4. When arriving to the show building, train is launched forward without stopping.
5. Train finish the gravity run forward towards block brake and back to station.

==== Experience 2 ====
1. Train leaves station and travels forward up the lift.
2. Before going over the lift, train gets released and slightly boosted backward towards the show building.
3. After show/stop, train is launched forward to re-run the gravity run previously done backward, this time forward towards lift.
4. Train goes over the lift forward, towards gravity run.

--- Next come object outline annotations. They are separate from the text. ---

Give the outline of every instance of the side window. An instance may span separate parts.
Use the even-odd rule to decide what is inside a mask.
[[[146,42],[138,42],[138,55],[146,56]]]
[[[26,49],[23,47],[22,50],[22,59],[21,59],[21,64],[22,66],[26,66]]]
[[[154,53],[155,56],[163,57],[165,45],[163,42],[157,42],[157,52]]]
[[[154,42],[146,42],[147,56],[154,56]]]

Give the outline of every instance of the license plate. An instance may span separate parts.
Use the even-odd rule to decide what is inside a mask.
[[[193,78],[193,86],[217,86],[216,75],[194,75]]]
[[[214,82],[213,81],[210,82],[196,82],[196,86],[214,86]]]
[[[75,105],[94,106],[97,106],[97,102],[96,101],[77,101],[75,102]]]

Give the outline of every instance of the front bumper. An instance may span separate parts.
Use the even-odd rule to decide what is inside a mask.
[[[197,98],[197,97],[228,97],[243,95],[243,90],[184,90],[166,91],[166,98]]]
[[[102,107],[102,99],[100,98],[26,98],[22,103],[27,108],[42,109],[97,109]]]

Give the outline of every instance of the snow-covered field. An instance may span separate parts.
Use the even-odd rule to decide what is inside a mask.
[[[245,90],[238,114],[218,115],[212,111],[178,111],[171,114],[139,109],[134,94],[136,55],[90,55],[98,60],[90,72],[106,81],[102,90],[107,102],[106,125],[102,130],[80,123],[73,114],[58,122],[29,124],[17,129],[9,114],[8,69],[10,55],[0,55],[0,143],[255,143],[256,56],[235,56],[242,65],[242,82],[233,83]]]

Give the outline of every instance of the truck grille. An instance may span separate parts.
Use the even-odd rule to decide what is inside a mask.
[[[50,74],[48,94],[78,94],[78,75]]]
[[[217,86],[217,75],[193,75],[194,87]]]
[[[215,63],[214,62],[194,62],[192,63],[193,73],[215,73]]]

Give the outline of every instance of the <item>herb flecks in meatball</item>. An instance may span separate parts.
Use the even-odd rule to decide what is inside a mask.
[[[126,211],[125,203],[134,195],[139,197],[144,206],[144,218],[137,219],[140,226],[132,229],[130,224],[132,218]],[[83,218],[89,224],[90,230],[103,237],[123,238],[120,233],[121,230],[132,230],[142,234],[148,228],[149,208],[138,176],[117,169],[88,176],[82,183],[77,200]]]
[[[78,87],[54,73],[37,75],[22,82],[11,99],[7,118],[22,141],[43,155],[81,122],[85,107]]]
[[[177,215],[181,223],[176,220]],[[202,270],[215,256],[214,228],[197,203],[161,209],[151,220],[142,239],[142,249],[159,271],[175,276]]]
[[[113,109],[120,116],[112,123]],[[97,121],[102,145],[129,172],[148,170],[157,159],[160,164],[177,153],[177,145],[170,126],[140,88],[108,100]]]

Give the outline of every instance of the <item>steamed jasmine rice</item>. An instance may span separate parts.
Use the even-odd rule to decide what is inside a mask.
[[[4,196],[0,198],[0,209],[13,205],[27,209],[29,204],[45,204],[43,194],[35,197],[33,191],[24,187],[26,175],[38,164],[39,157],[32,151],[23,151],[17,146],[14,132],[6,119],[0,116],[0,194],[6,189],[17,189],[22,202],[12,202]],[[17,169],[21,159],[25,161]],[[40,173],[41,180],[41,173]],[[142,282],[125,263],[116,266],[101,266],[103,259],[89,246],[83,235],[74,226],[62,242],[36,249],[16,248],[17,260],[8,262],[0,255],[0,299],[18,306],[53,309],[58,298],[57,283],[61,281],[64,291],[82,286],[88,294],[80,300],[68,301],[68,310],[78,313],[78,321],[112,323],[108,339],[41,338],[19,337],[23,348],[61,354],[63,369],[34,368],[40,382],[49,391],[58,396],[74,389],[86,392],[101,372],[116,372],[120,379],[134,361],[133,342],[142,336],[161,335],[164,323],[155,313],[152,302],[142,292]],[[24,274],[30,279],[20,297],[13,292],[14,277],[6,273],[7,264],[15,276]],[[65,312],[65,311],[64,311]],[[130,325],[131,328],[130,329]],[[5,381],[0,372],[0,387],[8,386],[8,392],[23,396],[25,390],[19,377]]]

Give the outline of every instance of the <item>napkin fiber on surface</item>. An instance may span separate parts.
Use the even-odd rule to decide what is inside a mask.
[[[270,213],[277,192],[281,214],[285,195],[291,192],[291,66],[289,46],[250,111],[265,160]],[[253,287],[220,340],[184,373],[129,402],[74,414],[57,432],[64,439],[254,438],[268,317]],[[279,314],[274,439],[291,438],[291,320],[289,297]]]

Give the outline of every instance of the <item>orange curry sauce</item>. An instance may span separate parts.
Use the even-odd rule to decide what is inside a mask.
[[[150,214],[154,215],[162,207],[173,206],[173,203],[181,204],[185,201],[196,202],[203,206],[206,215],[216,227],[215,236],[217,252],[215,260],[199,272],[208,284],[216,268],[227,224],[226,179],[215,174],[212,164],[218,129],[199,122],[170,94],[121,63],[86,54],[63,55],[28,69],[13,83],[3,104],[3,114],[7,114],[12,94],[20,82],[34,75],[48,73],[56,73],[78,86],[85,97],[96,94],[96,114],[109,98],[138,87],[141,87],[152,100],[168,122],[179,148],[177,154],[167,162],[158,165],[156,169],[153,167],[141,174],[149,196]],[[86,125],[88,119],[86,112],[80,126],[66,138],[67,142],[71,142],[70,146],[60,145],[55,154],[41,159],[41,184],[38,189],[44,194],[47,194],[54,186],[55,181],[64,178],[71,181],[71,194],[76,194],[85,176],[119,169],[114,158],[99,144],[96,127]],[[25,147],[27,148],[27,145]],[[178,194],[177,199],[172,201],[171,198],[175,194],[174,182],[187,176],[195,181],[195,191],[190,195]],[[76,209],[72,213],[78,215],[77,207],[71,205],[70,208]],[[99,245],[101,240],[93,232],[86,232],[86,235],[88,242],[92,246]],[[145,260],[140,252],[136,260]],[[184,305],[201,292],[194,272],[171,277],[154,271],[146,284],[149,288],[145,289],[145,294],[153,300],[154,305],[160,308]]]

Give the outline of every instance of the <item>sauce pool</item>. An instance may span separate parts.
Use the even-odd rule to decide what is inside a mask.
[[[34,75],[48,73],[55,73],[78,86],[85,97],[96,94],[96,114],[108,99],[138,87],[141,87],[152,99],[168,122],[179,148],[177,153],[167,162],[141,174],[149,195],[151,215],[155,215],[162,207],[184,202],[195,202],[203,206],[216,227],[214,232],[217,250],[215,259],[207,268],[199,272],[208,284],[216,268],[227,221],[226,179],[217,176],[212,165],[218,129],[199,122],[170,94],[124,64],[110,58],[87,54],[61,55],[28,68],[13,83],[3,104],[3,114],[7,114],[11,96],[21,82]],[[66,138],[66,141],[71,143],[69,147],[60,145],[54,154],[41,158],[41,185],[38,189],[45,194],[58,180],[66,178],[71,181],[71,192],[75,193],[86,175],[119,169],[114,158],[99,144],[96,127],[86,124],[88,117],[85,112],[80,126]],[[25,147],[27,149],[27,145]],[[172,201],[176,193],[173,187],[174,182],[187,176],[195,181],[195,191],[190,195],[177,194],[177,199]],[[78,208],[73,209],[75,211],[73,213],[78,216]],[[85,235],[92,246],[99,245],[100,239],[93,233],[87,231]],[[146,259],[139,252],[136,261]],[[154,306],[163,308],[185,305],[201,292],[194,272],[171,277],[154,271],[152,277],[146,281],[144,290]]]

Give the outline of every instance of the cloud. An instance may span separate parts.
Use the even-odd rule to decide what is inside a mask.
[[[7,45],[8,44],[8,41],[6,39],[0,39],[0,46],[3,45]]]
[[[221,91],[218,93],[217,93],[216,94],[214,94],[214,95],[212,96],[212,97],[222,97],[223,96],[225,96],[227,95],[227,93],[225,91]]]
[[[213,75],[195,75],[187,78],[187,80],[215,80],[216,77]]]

5. When arriving to the show building, train is launched forward without stopping.
6. Train finish the gravity run forward towards block brake and back to station.

==Characteristics==
Gold Rush has a physical track length of 1945 ft, a maximum height of 56 ft, and a top speed of 37.3 mi/h. Due to the coaster's ability to traverse a section of track twice, approximately 2650 ft is travelled during the ride. Gold Rush operates with two six-car trains, each car of which seat four riders in two rows of two for a total occupancy of 24 passengers. The vehicles utilise Intamin's individual lap bar restraint system which allows for a minimum height requirement of 1 m.